The CEO declined to disclose full revenue figures, but said the new product has allowed the company "Move up the stack in terms of where we sell and who we sell to." The company’s platform is used by many Fortune 500 enterprises and leading AI companies around the world.

Why can’t OpenAI, Anthropic, and Google build everything in-house?

A central question facing Petronas AI is why the deep-pocketed labs developing frontier models – organizations like OpenAI, Anthropic and Google DeepMind – would license the training infrastructure rather than building it themselves.

Kannappan admitted that these companies "making significant investments in the environment" But argued that the breadth of domains requiring specialized training creates natural opportunities for third-party providers.

"They want to make agents better on many different domains, whether it’s coding or using tools or navigating a browser or workflows in finance, health care, energy and education," He said. "It is very difficult for any one company to solve all those different operational problems."

The competitive landscape is intensifying. Microsoft recently released Agent Lightning, an open-source framework that makes reinforcement learning work for any AI agent without rewriting. NVIDIA’s NeMo Gym provides a modular RL infrastructure for developing agentic AI systems. Meta researchers released DreamGym in November, a framework that simulates RL environments and dynamically adjusts task difficulty as agents improve.

‘Environment is the new oil’: Petronas AI’s bold bet on the future of AI training

Looking ahead, Patronus AI frames its mission broadly. the company wants "Environmentalize all the world’s data" – Transforming human workflows into structured systems from which AI can learn.

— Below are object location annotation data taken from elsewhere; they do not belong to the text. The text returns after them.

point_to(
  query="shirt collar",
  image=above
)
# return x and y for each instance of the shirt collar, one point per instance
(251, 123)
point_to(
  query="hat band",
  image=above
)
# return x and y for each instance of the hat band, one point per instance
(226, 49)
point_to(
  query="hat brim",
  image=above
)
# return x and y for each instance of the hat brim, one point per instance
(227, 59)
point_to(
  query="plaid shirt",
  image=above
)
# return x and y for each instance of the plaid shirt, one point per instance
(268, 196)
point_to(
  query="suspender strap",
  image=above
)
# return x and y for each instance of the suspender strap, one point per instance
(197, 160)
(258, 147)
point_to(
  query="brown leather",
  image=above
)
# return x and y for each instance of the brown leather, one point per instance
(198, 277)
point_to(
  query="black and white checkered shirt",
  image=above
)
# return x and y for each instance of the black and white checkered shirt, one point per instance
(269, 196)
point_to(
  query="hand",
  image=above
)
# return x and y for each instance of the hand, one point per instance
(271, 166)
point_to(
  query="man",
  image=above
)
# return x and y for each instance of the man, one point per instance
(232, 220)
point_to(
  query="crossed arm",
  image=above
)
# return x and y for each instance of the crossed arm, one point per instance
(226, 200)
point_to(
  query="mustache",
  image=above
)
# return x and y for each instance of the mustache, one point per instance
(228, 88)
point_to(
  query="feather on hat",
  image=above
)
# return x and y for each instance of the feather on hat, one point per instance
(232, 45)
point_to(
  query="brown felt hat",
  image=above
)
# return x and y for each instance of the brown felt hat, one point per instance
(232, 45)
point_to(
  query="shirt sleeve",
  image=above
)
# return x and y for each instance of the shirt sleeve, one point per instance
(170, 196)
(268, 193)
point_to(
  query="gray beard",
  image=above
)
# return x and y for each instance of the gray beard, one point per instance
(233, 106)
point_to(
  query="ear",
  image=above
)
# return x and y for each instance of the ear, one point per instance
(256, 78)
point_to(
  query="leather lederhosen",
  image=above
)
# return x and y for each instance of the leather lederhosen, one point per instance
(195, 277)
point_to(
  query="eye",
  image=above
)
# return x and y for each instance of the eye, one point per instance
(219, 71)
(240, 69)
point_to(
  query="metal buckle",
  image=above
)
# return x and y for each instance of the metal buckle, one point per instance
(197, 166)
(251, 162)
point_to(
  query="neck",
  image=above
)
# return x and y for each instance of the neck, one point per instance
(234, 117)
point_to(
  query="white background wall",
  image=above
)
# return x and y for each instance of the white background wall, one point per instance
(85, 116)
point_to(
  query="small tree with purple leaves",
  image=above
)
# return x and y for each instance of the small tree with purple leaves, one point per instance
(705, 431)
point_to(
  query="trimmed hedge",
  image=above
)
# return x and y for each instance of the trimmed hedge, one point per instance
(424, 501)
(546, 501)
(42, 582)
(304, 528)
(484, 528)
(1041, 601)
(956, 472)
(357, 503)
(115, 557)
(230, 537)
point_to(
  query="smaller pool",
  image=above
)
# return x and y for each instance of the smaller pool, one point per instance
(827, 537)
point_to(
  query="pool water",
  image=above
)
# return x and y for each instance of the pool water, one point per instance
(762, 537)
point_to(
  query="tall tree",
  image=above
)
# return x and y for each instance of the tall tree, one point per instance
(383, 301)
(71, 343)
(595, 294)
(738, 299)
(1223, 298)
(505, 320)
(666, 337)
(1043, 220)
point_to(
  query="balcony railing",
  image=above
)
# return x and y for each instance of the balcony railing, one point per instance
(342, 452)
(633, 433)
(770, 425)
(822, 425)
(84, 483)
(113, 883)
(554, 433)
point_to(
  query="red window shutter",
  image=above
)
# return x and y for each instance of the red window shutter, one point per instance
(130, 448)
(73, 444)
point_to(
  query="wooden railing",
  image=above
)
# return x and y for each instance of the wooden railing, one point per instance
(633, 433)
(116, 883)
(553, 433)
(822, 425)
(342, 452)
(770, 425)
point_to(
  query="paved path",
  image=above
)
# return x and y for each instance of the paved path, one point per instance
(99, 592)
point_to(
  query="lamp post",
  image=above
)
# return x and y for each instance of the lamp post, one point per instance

"We think everything should be an environment—internally, we joke that the environment is the new oil," Kannappan said. "Reinforcement learning is just a training method, but creating an environment is what really matters."

Qian described the occasion in broad terms: "This is a completely new area of ​​research, which doesn’t happen every day. Generative simulation is inspired by early research in robotics and embodied agents. This has been an unrealistic dream for decades, and we are only now able to achieve these ideas because of the capabilities of today’s models."

The company launched in September 2023 with a focus on evaluation – helping enterprises identify hallucinations and security issues in AI outputs. That mission now extends to training upstream itself. Patronus AI argues that the traditional separation between assessment and training is breaking down – and whoever controls the environments where AI agents learn will shape their capabilities.

"We’re really at this tipping point, this inflection point, where what we do now will impact the world for generations to come," Kian said.

It remains to be seen whether generative simulators can deliver on that promise. The company’s 15x revenue growth shows that enterprise customers are hungry for solutions, but deep-pocketed players from Microsoft to Meta are racing to solve the same fundamental problem. If the past two years have taught the industry anything, it’s that AI has a habit of arriving at the future prematurely.